La chambre est petite. Il y a un lit, une table basse, un placard, une chaise et un téléviseur. A l’écran, les tours jumelles du World Trade Center s’écroulent implacablement, à des intervalles égaux. Le monde n’est plus pareil, disent les commentateurs à la télévision. Les valeurs traditionnelles de la civilisation occidentale, le XXème siècle lui-même, s’écroulent sous nos yeux et le XXIème s’annonce avec une guerre insoupçonnée, poursuivent-ils.

Assene Ranguelov, âgé de 96 ans et propriétaire du restaurant « Tzarévetz » situé au centre de Vladaïa, est assis devant la télé, en pyjama et avec une couverture de laine des Rhodopes jetée sur ses épaules.

- Qu’est-ce qui se passe là ? - je hausse ma va voix en face. - Tu comprends ce qui nous arrive ?

- Ce qui doit arriver, arrivera à toi - me répond-il. Je représente le passé.

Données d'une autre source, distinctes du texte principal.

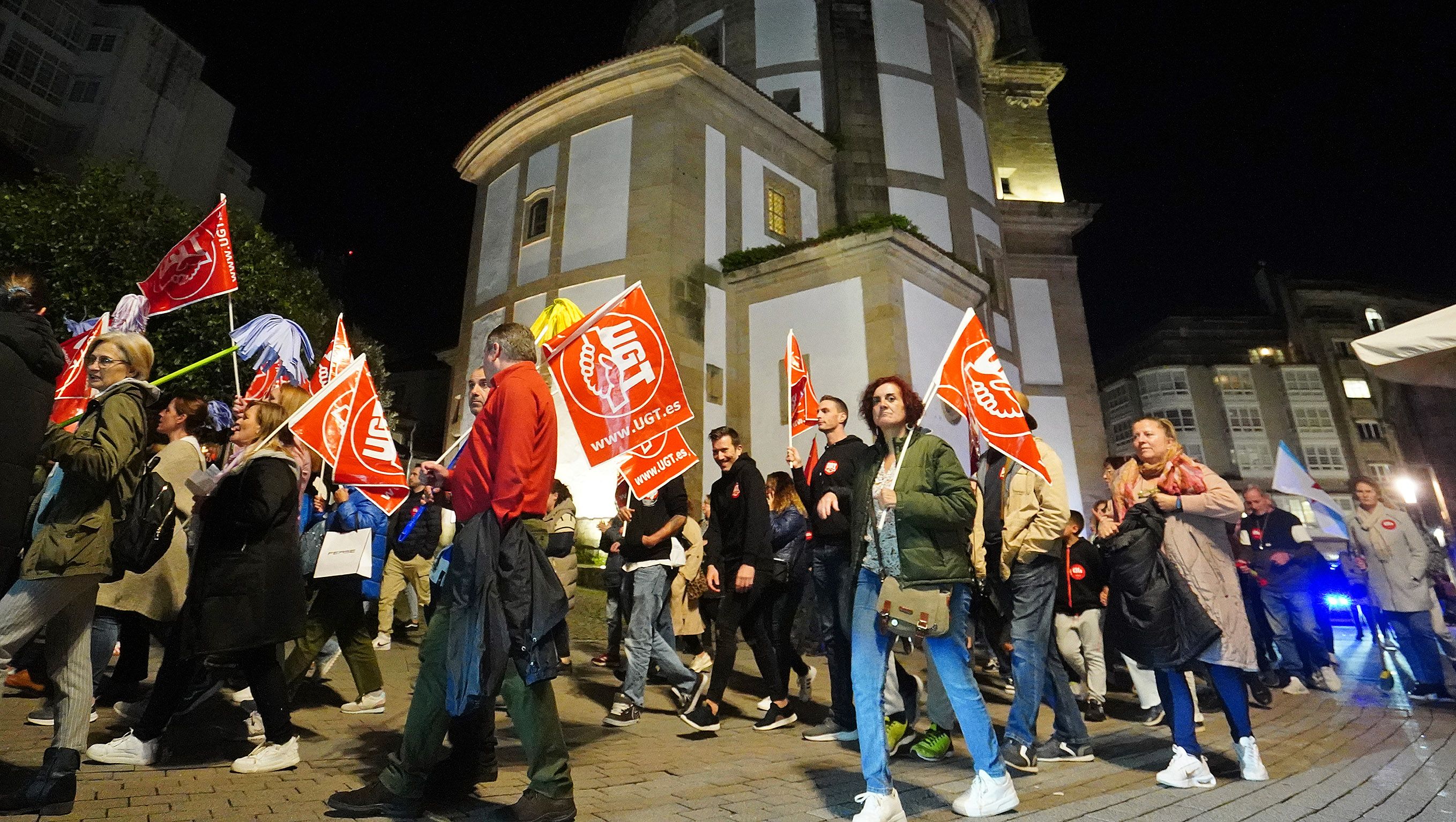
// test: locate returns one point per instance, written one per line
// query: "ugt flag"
(346, 425)
(972, 381)
(335, 359)
(803, 404)
(72, 390)
(198, 267)
(647, 468)
(1290, 477)
(618, 376)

Assene Ranguelov est né en 1906 à Vladaïa. En 1920, lorsqu’il a 14 ans, son père et lui obtiennent une licence de restauration du gouvernement de Stamboliiski. Louent un local et ouvrent la taverne connue sous le nom de « L’ancienne auberge ».

- Lors du soulèvement des soldats, l’auberge a été séquestrée pour servir d’état major de Raïko Daskalov. C’était un seul local, long. Je dormais au fond, derrière un petit rideau. Ça faisait un grand vacarme. Plus tard, le roi Boris lui-même visitait l’auberge, seul, sans escorte, il laissait son cabriolet à deux roues dans la cour et se dirigeait vers la montagne.

En 1927 Assene Ranguelov est mobilisé dans l’armée. Sous le même roi, dans sa compagnie de garde.

- La nuit les courtisans couraient après les putes et le lendemain c’était toujours la faute aux soldats, s’ils avaient brouillé les affaires. Depuis, ça se passe toujours comme ça dans cet état.

Le temps passé dans la garde a aussi ses côtés positifs - les soldats sont payés en raison de 600 anciens leva par mois. La plupart gaspillent leur argent comme leurs supérieurs, mais Assene Ranguelov est économe et avec ce qu’il met de côté, il ouvre un deuxième restaurant à Vladaïa, cette fois sans la participation de son père.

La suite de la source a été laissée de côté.